What’s in My Skater Bag: Protective Gear

When you first skate with us, you can borrow pads from whatever we happen to have available at the time (with the exception of a mouth guard). But before you can graduate from Betty status, you must purchase your gear. Here is what we require:

Knee Pads: If you spend “extra” on one piece of gear, invest in good kneepads. Most new skaters get ProTecs, which are a great starter pad, but if you ask any of our veteran skaters who have experienced knee problems, they will tell you the extra money is well worth the higher end pads.  Most of our vets use 187s. They last much longer than less-expensive kneepads and protect your knees much better!
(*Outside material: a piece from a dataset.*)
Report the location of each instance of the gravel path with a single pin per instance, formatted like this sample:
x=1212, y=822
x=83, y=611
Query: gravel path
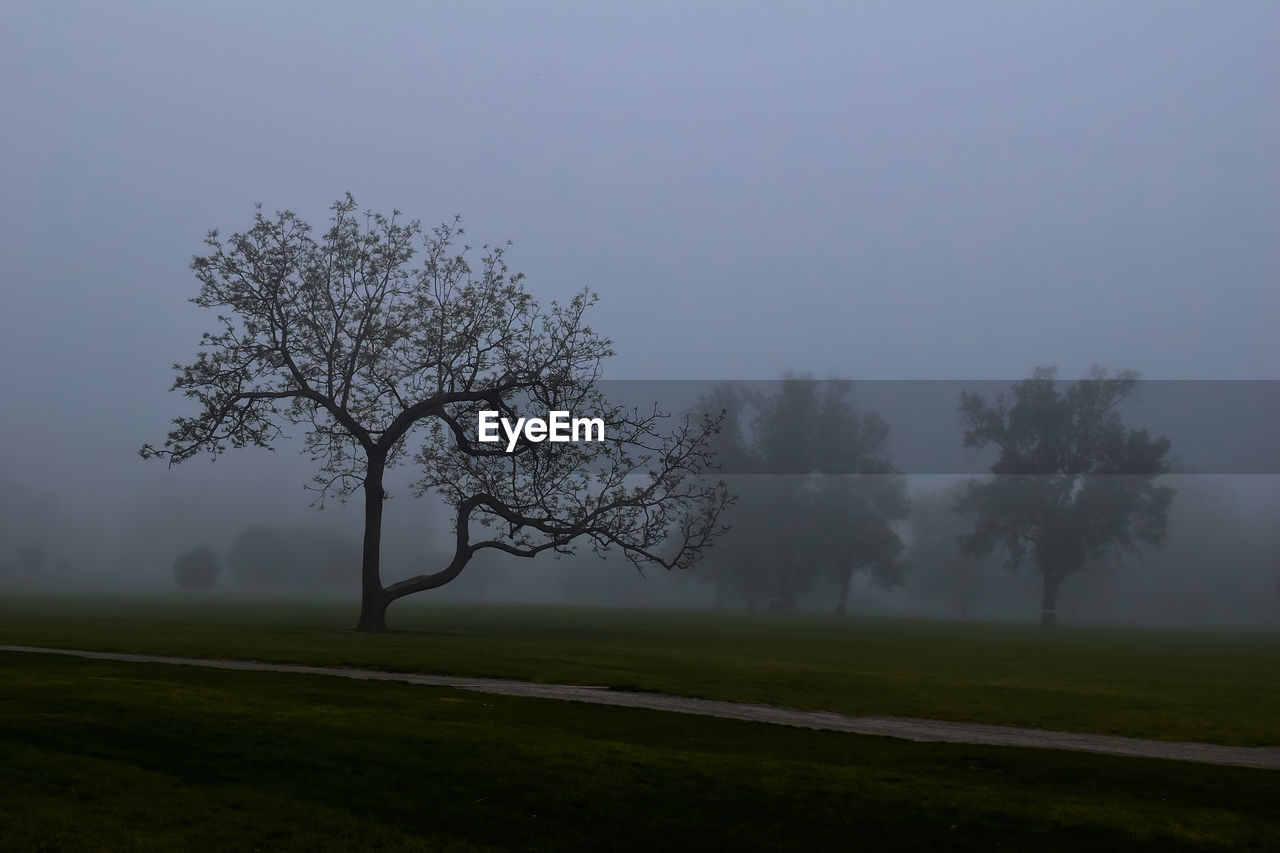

Make sure your pads fit tightly. Loose pads will slide off and leave your bare knees to take the brunt of falls. Trust us. It hurts and can keep you off of skates for a few months!!

Wrist Guards: Unless you have weak wrists, we really have no recommendation for these other than make sure they fit you properly.

Elbow Pads: Unless you have chronic elbow problems, ProTecs are a good elbow pad for the money. But they do tend to stretch out over time. 187s are more expensive but may last you longer and will definitely offer more support.

Helmet: Skateboard helmets are recommended. ProTec is a good brand. The Bomber helmet of choice seems to be the TSG Evolution. It is a little more expensive but fits like a glove. Just make whatever helmet you get fits snuggly. You don’t want it to move around when you shake your head.  If the padding gets worn out you can buy replacement padding, but if the helmet shell cracks you need to replace the helmet.

Mouthguards: You MUST have one, period. During bouts, you will actually get called on a major if you remove your mouth guard at any time during play. That is important this piece of equipment is to skater safety. You will not be allowed to participate in regular practices without your mouth guard. Mouth guards are cheap and can be bought at department and athletic stores. Some girls like the upgrade ones with holes for easier breathing. Keep the strap on it so you can attach it to your helmets’ chinstrap. Some mouth guards come with forms to insure your teeth . Send it in just in case! Make sure to follow the instructions on the package to fit the mouth guard to your mouth before you attempt to wear it at practice  because an improper fit can cause blisters. You can get custom-made mouth guards from your dentist, but don’t bother unless you have TMJ or other jaw issues, because the cheapies work fine.

Other Recommended Gear: The list above is the bare minimum you need to skate, and most girls do just fine with that. However, some skaters wear ankle booties to protect against blisters, some wear padded shorts to protect the hips and tailbone and others wear knee braces/gaskets/sleeves to give extra support to the knees.

A note on pads: Do NOT leave your gear in the trunk of your car in between practices. The heat of the Florida sun can melt and weaken any glue on your pads, so those Velcro capped kneepads may loose their caps on a hard hit. Also, the heat will melt your mouth guard so it no longer fits properly The stickers on your helmet will peel and roll, not to mention the hot sweaty environment of sun-baked  pads is perfect for bacteria, fungus and other funk to develop. So let your gear air out when you get home.

Required clothing for scrimmaging: Once you have passed the required skills tests and are allowed to begin scrimmaging, you will need to start bringing and/or wearing a black and red shirt to all practices for scrimmaging. It is impossible to skate against one another when we are all wearing different shirt colors because it is too hard to tell who is on which team. Your shirts will need to have your  number (at least 6 inches tall) on the back as well. It can be written in marker. No need to spend money getting scrimmage shirts made unless you want to.